For the love of entertainment
It’s difficult to come into Postcards from the Edge without a certain expectation. First of all, the movie adaptation is extremely well regarded and features sterling performances from Meryl Streep and Shirley MacLaine as a complicated mother and daughter in Hollywood. Author Carrie Fisher’s unexpected death (followed closely by her mother, Debbie Reynolds’ own passing) last December also gave the book a sort of notoriety. It’s her most famous work as an author and it just so happens to be a thinly fictionalized version of Fisher’s own relationship with her mother.
It’s a great shock, then, to read Postcards from the Edge in this modern context. The mother is barely in it at all. Instead, Postcards is more like a series of vignettes in the life of actress Susan Vale as she struggles toward sobriety. Her relationship with her mother is only passingly referred to, and it’s difficult to tell if the longing you feel for more time with the mother is genuinely derived from the pages or a result of wanting what you saw in the movie.

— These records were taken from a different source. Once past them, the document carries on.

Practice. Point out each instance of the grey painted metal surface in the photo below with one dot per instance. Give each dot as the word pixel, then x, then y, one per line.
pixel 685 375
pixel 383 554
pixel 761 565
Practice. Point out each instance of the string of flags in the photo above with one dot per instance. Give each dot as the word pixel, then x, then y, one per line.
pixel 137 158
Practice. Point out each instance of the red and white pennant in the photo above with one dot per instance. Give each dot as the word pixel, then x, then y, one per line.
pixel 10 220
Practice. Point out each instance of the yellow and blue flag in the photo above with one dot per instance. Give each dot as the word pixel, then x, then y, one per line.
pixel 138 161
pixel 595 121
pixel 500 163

If you’ve ever seen Carrie Fisher on stage, or if you’ve read Wishful Drinking, her memoir, you know that she has a very stream-of conscious style. Postcards is not an exception to this. The narrative flows and meanders in the manner of someone telling a story. This style is fine but it too often feels as though the person telling the story isn’t sure of the point they want to make as they talk. Chapters shift away from Susan’s perspective, then those characters aren’t really revisited at all. There’s no plot per se, which is fine, except the snapshots don’t really cohere into anything significant.
I can’t help but compare to the movie, which Carrie Fisher herself adapted, and I can’t help but find the book lacking in comparison. The movie seems to show the promise of what Fisher could have accomplished had she stuck to a point and developed it into a coherent theme. The book on its own is fine, but just fine. It doesn’t come together.